Tout ça pour dire qu’Harmonium est entré dans ma vie avant Beau Dommage. Et s’il fallait choisir, je dirais que je suis plus de l’équipe Fiori que de celle de Rivard, même si le destin de ces deux-là sont intimement liés, et que chacun a transformé le Québec à sa manière.

Six semaines après avoir acheté Harmonium (disque à la pochette plus qu’improbable avec, pour illustration, une gravure de Nicolas II de Larmessin 1632-1694), j’ai eu la chance de voir le groupe une première fois dans ma région. Plus précisément à l’Astrolabe, théâtre en plein air situé sur la Pointe Nepean à Ottawa avec vue sur la rivière des Outaouais, le pont Interprovincial et le Parlement du Canada. Un lieu magique, pour un spectacle qui l’avait été tout autant.

Après avoir écouté sans répit ce premier disque éponyme, je n’ai pas eu longtemps à attendre pour me mettre de nouvelles chansons d’Harmonium dans les oreilles. Le 15 avril 1975 sort Les cinq saisons.

Dans mon journal intime, en date du 19 avril 1975, j’écris :

 

‘’aujourd’hui j’ai acheté 2 belles chemises à manches courtes, et le disque d’Harmonium qui est très bon, d’ailleurs que papa aime (2e morceau)….’’

Pas surprenant que Marie-Joseph aime cette deuxième pièce, c’est la très singulière Dixie qu’on peut voir comme un hommage de Serge Fiori à son père Georges, chef d’un orchestre de style Big Band. Dixie est tellement différente du reste du disque. Mon père aimait aussi Laurence Welk et Ta-ra-ra Boom-de-Ay!  

Aussi entiché que j’aie pu être de la musique d’Harmonium, mon journal me confirme que j’ai manqué les trois spectacles que le groupe a donné dans l’Outaouais cette année-là : le 1er mars 75 au Centre national des arts, et les 1er et 2 avril 75 à la Polyvalente de Gatineau.

Ces deux représentations à Gatineau s’expliquent sans doute par l’origine du batteur d’Harmonium. Denis Farmer (1949-1993 était un fier natif de Gatineau (mort des suites d’un anévrisme au cerveau).

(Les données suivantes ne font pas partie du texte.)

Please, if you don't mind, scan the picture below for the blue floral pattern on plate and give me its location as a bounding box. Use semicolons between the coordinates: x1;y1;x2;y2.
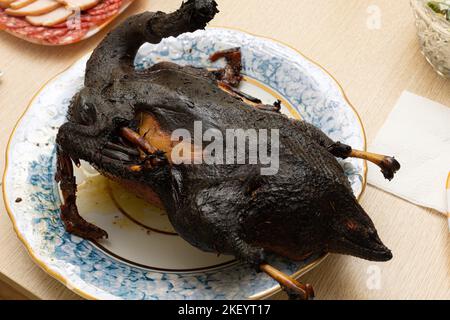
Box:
3;29;365;299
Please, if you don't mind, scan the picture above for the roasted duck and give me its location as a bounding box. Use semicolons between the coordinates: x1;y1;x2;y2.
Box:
56;0;400;299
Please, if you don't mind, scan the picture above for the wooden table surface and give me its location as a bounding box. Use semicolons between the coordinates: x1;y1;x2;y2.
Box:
0;0;450;299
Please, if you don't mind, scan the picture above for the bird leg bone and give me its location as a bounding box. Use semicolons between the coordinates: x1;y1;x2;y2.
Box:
209;48;243;88
328;142;400;180
55;150;108;240
259;263;314;300
120;127;168;171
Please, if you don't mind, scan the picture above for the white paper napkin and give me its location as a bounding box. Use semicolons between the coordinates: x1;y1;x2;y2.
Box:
368;91;450;214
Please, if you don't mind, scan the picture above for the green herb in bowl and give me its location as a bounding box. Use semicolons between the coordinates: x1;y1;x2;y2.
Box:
428;0;450;21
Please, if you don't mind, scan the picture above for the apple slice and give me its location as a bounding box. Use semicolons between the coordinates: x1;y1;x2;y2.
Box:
25;7;73;27
0;0;16;8
56;0;100;10
9;0;36;9
5;0;61;17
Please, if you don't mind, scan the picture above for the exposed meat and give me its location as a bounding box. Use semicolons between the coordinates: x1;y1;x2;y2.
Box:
57;0;400;298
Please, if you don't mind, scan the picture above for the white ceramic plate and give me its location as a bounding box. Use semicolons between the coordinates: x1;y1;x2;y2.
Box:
3;28;366;299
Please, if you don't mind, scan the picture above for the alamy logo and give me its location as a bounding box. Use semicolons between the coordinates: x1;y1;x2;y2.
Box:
171;121;280;175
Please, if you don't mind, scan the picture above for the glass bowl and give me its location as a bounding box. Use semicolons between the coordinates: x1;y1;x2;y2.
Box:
411;0;450;78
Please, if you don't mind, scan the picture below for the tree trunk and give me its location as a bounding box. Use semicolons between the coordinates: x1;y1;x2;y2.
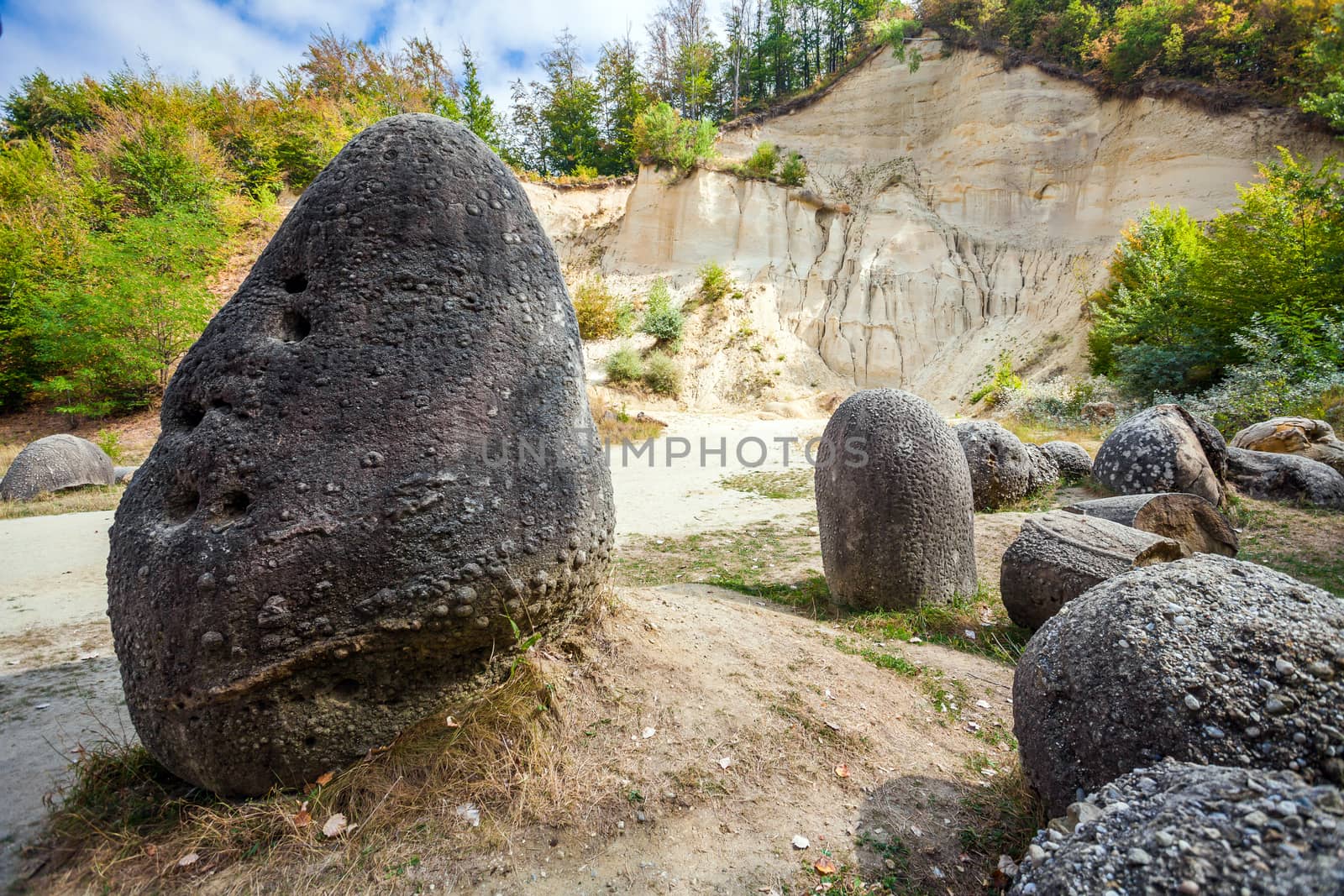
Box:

L’année suivante, le 10 décembre 1976, deux semaines avant Noël, je me fais le cadeau de l’heptade. Je ne sais pas alors que la grande production d’Harmonium, lancée le 15 novembre 1976, deviendra aussi historique que l’élection du Parti Québécois annoncée par Bernard Derome le même jour.

De cinq qu’ils étaient sur Les Cinq saisons, le groupe passe à sept sur l’heptade.  Fiori est toujours le leader du groupe, et fait équipe avec Michel Normandeau, Louis Valois, Serge Locat, Libert Subirana, Robert Stanley, et Denis Farmer.

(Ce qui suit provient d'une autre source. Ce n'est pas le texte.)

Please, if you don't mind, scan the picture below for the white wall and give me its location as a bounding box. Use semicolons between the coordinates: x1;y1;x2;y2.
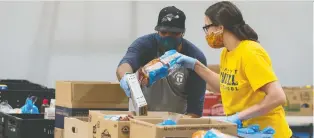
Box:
0;1;313;87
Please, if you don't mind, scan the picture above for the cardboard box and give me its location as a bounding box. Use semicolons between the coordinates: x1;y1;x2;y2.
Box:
88;111;190;138
126;73;147;116
203;91;225;116
130;118;237;138
55;81;128;129
283;87;313;116
54;127;63;138
63;117;89;138
88;110;132;138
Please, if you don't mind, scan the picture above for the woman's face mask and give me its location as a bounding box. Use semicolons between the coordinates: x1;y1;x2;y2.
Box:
156;34;182;51
206;31;224;49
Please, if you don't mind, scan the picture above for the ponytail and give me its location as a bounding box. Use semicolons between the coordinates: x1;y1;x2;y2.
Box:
228;24;258;42
205;1;258;42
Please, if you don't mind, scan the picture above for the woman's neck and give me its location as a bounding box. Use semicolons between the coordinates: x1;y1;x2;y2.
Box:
224;35;241;51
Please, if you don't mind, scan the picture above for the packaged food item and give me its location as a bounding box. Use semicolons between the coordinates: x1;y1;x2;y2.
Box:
21;96;39;114
192;130;207;138
158;112;182;126
126;73;148;116
192;129;238;138
140;50;181;86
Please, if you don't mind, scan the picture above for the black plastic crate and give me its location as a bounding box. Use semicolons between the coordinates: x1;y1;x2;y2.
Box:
0;79;31;83
0;89;55;110
0;82;48;90
6;114;55;138
0;112;29;138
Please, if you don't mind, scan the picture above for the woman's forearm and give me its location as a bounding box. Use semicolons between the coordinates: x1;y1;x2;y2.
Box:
239;83;286;120
194;61;220;92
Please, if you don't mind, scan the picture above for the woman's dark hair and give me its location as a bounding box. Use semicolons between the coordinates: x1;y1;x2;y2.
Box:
205;1;258;41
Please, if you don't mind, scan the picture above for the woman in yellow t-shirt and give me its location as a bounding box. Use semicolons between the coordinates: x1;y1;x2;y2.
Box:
178;1;292;138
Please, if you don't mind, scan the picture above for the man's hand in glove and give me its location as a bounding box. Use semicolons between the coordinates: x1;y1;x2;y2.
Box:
120;73;131;97
177;55;197;70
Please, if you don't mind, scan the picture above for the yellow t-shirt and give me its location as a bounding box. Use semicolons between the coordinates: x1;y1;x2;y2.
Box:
220;40;292;138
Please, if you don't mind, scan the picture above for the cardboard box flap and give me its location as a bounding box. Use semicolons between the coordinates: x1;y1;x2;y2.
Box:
72;83;126;103
56;81;128;107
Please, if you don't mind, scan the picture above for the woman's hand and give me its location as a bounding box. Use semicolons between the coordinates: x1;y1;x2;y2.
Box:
177;55;197;70
226;113;242;128
239;81;286;120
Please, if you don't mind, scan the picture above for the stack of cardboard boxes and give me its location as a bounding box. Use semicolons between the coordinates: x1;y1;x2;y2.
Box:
55;81;128;138
55;81;237;138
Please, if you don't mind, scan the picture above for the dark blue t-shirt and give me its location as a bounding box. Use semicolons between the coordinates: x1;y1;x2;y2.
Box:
119;33;207;116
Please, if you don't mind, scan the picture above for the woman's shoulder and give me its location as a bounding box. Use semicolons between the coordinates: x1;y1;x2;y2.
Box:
241;40;267;56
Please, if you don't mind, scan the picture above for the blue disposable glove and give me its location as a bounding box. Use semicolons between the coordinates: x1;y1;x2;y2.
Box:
226;113;242;128
120;74;131;97
238;125;275;138
177;55;197;70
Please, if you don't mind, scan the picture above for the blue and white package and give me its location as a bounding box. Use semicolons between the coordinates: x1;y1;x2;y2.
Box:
21;96;39;114
142;50;181;86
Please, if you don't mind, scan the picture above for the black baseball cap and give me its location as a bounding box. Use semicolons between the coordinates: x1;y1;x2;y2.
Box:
155;6;186;33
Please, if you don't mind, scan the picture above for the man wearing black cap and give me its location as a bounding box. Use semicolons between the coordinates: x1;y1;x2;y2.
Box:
117;6;207;117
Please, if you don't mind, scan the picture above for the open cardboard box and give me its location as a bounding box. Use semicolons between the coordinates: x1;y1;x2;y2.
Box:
130;118;237;138
88;110;190;138
63;117;89;138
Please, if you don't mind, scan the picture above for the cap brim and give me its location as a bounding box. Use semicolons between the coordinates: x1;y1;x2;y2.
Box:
155;26;185;33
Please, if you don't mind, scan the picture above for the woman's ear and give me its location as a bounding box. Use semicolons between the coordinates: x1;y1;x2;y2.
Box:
218;25;225;31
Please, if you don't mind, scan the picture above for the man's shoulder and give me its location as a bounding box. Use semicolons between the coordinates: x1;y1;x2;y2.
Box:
183;39;206;62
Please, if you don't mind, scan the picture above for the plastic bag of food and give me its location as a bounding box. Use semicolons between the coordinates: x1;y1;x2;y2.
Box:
140;50;181;86
192;129;238;138
158;112;182;126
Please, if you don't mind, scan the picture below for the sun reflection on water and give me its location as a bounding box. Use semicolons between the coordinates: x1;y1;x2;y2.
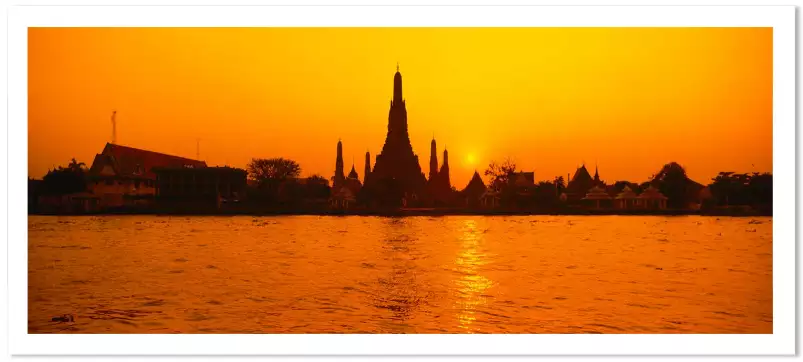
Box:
454;220;493;332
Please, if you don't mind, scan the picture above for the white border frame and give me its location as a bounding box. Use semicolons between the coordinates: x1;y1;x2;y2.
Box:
7;6;796;355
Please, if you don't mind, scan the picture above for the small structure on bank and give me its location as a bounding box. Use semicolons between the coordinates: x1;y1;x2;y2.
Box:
87;143;207;209
153;167;247;209
480;188;500;209
613;186;638;210
637;186;667;210
583;186;611;209
329;187;357;210
460;171;486;208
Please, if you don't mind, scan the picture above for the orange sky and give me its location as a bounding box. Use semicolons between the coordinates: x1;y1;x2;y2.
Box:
28;28;772;189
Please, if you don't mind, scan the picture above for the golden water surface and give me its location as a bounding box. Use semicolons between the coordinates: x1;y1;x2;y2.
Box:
28;216;772;333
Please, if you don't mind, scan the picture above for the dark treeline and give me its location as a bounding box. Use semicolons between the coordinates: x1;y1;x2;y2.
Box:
484;159;772;212
28;157;772;214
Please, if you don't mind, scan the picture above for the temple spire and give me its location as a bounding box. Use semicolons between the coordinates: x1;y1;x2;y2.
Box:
438;147;452;192
393;64;403;103
362;151;371;183
332;138;346;188
429;135;438;182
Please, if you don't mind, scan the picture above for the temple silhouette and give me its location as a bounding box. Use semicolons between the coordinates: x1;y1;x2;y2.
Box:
361;66;429;207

L’heptade est un mot-valise: hept (7 en grec) et Iliade (la fameuse épopée d’Homère). Le concept du disque tourne donc autour du chiffre 7 : 7 musiciens, 7 chansons, 7 niveaux de conscience. Même pas besoin de fumer, avec cette musique on devient high en restant straight.

Je suis encore un jeune homme de peu de mots. Dans mon journal intime, je me contente de ceci en décembre 1976 :

‘’J’ai acheté Harmonium, c’est fabuleux. C’est pur, c’est beau…’’.

 

Le 27 mars 1977, avec mon ami Jacques, je vais voir le spectacle l’heptade dans la grande salle du Centre national des arts, l’Opéra, dont le spectaculaire rideau en filaments de nylon (Rideau d’opéra 1969), signé Micheline Beauchemin, me fascine à chaque visite.

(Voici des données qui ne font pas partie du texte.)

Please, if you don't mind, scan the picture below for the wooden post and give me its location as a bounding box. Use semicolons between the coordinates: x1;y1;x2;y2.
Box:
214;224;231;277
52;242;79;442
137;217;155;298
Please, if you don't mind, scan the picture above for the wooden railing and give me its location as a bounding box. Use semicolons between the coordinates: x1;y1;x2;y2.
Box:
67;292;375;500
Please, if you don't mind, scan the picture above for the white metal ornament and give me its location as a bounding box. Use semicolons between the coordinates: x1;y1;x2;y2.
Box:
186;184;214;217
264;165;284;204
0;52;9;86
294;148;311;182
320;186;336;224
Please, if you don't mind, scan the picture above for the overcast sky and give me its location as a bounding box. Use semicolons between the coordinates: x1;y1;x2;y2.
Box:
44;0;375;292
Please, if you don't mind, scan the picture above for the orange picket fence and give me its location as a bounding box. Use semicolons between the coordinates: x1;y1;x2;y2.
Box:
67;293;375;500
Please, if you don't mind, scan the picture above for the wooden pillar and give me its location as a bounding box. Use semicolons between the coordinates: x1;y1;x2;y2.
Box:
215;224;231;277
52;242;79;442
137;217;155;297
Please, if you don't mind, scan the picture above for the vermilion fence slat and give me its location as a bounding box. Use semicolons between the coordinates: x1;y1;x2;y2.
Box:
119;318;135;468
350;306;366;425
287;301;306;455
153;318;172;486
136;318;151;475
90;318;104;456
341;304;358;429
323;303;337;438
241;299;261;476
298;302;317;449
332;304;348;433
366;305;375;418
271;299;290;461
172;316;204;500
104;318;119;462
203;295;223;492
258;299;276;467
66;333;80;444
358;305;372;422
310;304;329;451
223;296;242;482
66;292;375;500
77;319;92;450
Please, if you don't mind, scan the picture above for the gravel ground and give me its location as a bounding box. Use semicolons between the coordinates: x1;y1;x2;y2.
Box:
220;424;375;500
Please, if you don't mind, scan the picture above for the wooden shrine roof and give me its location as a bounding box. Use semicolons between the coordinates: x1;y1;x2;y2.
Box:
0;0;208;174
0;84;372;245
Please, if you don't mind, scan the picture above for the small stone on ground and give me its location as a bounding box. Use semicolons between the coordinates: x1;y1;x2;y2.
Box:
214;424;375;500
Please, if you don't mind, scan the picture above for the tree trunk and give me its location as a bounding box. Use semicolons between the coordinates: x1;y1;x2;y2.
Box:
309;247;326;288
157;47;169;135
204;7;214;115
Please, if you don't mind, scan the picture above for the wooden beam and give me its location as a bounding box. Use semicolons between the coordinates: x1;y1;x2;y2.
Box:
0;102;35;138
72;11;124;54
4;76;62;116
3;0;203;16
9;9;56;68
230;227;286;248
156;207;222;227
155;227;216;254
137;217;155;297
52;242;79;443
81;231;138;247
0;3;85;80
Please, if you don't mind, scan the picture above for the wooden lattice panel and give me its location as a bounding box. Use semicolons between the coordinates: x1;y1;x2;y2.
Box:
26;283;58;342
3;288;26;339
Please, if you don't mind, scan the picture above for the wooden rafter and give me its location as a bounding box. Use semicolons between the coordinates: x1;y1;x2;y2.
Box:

Ma critique est un peu plus élaborée, mais il me faut beaucoup d’humilité pour oser la reproduire, même 48 ans plus tard. Il faut aussi assumer l’influence de Jacques Languirand que j’écoutais assidument à 19 heures à la radio de Radio-Canada. Son émission Par quatre chemins n’était pas loin de l’esprit de ce troisième opus d’Harmonium.

‘’Le spectacle d’Harmonium était tout à fait tripatif (pour reprendre un mot propre à Languirand). Un excellent spectacle. Fiori, Locat et le flûtiste, splendide! Un excellent spectacle. J’ai bien aimé ça.’’

Quand on regarde la liste des spectacles donnés par Harmonium dans la foulée de la sortie de l’heptade, on comprendre combien les membres de la formation, Serge Fiori en tête, ont dû être épuisés à la fin de la tournée.

En plus de faire les quatre coins du Québec à répétition, Harmonium visite le Canada (Vancouver, Moncton, Toronto, Bouctouche, Sudbury, etc…) et tourne aussi en Europe (Paris, Lyon, Marseille, Barcelone, Rotterdam, Bruxelles, et même Cambrai, la ville des Bêtises). Sans parler de ce passage ‘’catastrophique’’ sur la côte ouest- américaine.

Le groupe se dissout après cette tournée. Harmonium aura duré grosso modo quatre ans et produit trois disques originaux.

Mais Serge Fiori a encore du gaz. Le 10 mai 1978, il lance 200 nuits à l’heure, un album en duo avec Richard Séguin.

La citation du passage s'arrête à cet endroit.